卒業論文
車内で無言のまま、一時間ほど走って、アルバートに我慢の限界がきた。
「これから、どこへ?何をする気だ?」
スミスは、情報パッドを差し出し、アルバートに手渡した。
「ドクター。質問が違いますよ。『どこへ連れていくんだ?何をさせるつもりだ?』でしょ?」
「ドクター?」
手渡されたパッドを見て、アルバートは目を見開く。
そこに表示されていたのは、アルバートの卒業論文だった。
そして、第三者的評価と改善点、実施の為の考察と設計。
試作品の写真すらある。
「これをやっているのか?いったい、なんの目的で?」
思わず口にしたが、こんな組織が、最終目的をネタバレするのは、コミックの中だけだ。
「画期的技術の実現に協力していただきます。逃亡しなければ、貴方をグループリーダーにしていたのですが、今回は協力者として、参加していただきます。しかし、1.5倍とは素晴らしい」
「1.41だ!」
アルバートは正確な論理値を言い返した。
論文は、『熱核反応の効率化』として、水爆の変換効率を1.41倍にする物だ。
つまり、破壊力の増強だ。
卒業論文に、水爆を選んだのは、国際法で禁止されている上に、影響規模が大きすぎて、地球上の何処で使っても、世界中に影響が出る事。そして、技術的に実現が困難である事だ。

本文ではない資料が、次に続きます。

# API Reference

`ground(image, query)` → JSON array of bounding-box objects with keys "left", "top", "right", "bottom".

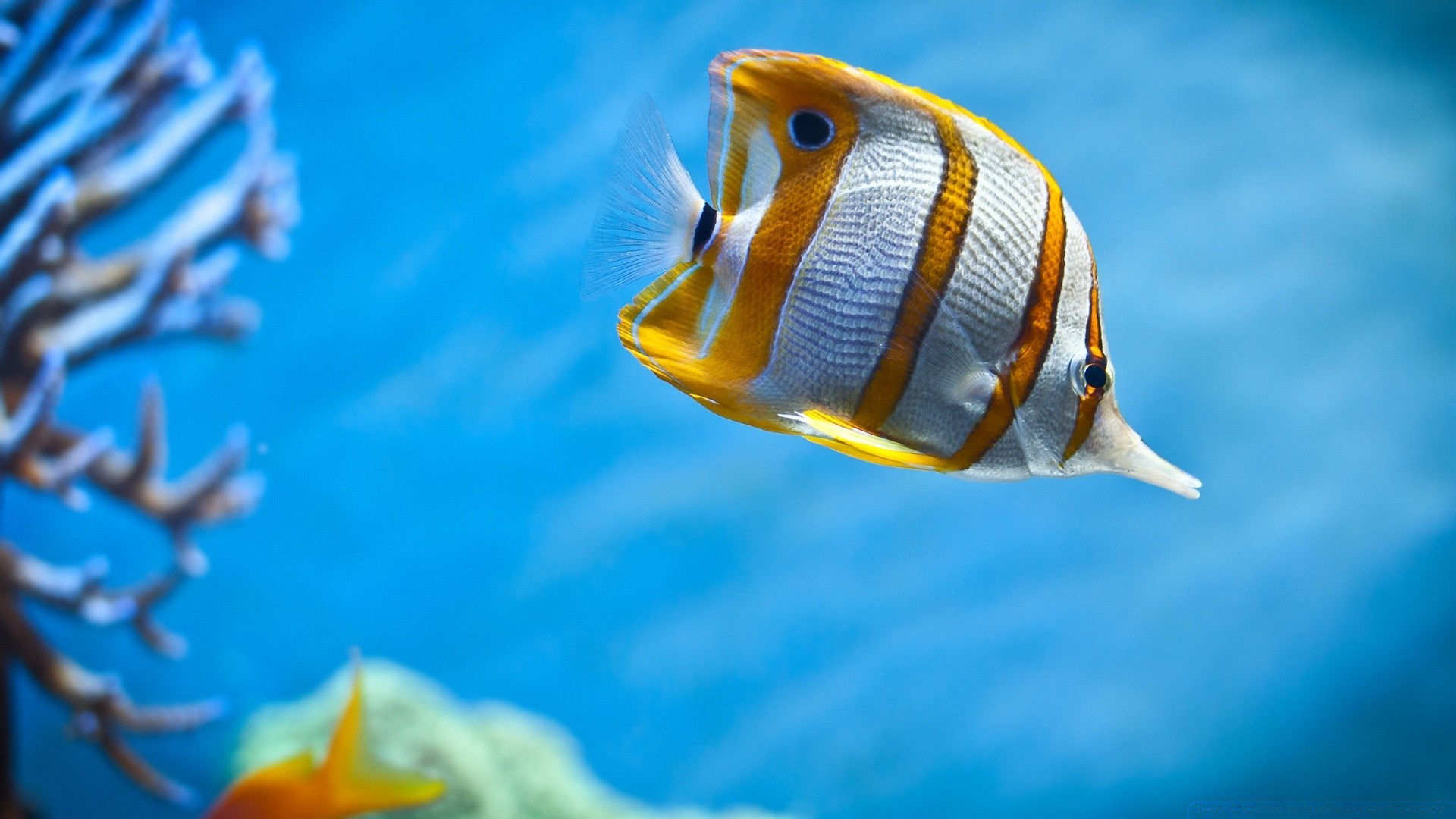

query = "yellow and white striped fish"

[{"left": 582, "top": 51, "right": 1201, "bottom": 497}]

論文としては成り立つが、所詮は夢物語で、平和的な物だからだ。
しかし、報告書によると、多くの問題点を克服しており、外部協力者は二十名を越えている。
こんな物を作る意味がない。第一、実験出来る場所が無い。
ウランやプルトニウムによる原爆同様、水爆にも最低限のラインが存分する。
プルトニウム原爆を起爆剤とする水爆ならば、尚更だ。
『原爆の小型化』等は夢物語に過ぎない。
当然、規模も小さくは出来ない。
「まさか、世界滅亡を目論む宗教団体か?」
アルバートの呟きに、スミスは、笑いをこらえきれずに、腹を押え、車内で、もんどり打った。